"Pour aller à Lorient pêcher des sardines,
Pour aller à Lorient pêcher des harengs—"

"Monsieur!" exclaimed Madame Barbançon, interrupting her employer, with a highly incensed and prudish air, for she knew the end of the ditty, "you forget there are ladies present."

"Is that so?" demanded the veteran, straining his neck to see outside of the arbour.

"There is no need to make such an effort as that, it seems to me," remarked the housekeeper, with great dignity. "You can see me easy enough, I should think."

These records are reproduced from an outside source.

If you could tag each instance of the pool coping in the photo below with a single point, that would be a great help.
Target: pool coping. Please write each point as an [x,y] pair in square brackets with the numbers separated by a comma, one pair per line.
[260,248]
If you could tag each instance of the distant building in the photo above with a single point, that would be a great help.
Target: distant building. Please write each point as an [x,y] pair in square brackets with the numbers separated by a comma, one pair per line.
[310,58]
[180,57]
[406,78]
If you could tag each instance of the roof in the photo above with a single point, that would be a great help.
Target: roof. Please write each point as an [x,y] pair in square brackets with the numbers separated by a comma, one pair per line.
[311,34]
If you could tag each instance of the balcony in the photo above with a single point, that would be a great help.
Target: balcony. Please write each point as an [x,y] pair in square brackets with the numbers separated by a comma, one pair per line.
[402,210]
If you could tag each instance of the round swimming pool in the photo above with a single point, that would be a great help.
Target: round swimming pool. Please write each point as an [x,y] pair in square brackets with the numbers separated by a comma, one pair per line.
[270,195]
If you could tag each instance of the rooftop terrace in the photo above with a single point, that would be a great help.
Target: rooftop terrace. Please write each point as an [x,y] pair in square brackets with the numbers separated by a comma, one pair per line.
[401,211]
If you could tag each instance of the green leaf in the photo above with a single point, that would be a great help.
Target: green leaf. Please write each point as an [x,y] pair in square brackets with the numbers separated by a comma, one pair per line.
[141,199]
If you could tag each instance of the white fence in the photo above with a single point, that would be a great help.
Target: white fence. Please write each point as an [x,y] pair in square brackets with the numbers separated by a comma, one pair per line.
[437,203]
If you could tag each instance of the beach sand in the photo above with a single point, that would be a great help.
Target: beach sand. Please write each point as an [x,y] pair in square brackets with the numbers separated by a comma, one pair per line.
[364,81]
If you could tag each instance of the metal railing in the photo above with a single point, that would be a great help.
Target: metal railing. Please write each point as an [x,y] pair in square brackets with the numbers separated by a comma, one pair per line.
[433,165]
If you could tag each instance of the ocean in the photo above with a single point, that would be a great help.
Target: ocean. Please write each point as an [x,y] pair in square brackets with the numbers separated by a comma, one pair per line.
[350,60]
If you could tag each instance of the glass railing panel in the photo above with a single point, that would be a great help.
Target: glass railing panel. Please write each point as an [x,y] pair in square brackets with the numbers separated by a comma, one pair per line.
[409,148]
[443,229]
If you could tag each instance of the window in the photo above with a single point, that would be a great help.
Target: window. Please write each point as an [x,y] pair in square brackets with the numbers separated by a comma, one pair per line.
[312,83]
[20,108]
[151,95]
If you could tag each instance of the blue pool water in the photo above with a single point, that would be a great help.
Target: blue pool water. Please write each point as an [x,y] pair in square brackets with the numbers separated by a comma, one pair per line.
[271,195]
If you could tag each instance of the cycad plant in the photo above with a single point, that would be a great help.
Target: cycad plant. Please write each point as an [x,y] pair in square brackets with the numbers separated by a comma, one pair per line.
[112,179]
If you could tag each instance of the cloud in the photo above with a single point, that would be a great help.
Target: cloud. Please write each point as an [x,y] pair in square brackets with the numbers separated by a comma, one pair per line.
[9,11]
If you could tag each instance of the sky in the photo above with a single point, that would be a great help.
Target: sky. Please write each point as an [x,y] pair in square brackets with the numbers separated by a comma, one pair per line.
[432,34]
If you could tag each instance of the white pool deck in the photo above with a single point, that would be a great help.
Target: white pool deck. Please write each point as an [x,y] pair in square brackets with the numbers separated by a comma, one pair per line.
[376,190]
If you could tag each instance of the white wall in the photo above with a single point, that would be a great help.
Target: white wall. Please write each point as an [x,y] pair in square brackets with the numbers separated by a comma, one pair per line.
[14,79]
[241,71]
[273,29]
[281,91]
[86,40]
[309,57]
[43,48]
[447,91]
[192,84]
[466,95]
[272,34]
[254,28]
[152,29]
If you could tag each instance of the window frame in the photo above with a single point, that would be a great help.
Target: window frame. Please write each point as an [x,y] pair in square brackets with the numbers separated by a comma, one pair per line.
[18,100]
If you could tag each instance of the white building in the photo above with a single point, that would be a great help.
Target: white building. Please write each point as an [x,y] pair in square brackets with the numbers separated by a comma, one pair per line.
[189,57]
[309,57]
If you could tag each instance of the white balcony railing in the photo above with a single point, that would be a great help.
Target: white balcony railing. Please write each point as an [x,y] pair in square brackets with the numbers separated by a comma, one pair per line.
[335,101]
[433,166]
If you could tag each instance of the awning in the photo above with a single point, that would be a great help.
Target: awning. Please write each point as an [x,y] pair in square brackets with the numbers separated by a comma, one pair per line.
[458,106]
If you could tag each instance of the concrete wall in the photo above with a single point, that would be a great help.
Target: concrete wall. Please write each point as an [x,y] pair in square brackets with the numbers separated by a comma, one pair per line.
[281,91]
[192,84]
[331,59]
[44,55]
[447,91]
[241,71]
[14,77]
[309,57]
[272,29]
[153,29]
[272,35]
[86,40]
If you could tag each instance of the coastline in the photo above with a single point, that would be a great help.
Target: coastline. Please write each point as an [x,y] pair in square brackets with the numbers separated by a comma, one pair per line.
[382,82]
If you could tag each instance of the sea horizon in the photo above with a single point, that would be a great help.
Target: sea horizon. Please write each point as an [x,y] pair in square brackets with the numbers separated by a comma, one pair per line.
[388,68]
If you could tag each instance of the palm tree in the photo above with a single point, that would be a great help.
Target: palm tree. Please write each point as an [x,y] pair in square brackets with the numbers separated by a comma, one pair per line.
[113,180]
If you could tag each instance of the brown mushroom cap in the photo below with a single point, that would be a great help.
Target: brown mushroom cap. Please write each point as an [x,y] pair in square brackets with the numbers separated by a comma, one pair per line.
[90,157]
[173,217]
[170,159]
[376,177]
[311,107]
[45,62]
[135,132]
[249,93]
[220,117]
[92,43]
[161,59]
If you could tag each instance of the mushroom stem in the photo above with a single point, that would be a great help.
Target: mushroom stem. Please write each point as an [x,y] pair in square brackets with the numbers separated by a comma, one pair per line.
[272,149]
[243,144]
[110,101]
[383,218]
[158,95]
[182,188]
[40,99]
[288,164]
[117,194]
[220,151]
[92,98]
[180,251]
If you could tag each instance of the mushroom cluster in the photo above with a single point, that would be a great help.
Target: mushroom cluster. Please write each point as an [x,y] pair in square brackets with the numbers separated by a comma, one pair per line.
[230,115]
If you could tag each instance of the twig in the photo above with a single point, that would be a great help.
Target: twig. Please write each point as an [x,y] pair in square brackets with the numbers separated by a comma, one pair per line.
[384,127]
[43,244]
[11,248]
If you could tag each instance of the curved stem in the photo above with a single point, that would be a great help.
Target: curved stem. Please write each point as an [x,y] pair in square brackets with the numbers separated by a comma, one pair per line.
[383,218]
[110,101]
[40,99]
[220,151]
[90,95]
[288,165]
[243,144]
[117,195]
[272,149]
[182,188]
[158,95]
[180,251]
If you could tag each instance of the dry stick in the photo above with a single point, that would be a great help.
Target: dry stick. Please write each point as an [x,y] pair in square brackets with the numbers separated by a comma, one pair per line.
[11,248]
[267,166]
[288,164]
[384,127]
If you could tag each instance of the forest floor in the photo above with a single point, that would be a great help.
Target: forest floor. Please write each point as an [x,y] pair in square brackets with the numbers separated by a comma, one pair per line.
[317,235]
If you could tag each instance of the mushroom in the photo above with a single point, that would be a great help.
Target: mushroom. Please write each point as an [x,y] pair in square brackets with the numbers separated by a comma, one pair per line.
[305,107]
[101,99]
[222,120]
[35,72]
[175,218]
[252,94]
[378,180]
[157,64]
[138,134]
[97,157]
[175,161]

"That is true, Mother Barbançon. I always forget that you belong to the other sex, but for all that I like my song much better than I do yours. It was a great favourite on the Armide, the frigate on which I shipped when I was only fourteen, and afterwards we sang it many a time on dry land when I was in the Marine Corps. Oh, those were happy days! I was young then."

"Yes, and then Bû-û-onaparte"—it is absolutely necessary to spell and accent the word in this way, to give the reader any idea of the disdainful and sneering manner in which Mother Barbançon uttered the name of the great man who had been the cause of her brave soldier boy's death—"Bû-û-onaparte was your leader."

"Yes, the Emperor, that 'Corsican ogre,' the Emperor you revile so, wasn't far off, I admit."

"Yes, monsieur, your Emperor was an ogre, and worse than an ogre."

"What! worse than an ogre?"

"Yes, yes, laugh as much as you like, but he was. Do you know, monsieur, that when that Corsican ogre had the Pope in his power at Fontainebleau, do you know how grossly he insulted our Holy Father, your beast of a Bû-û-onaparte?"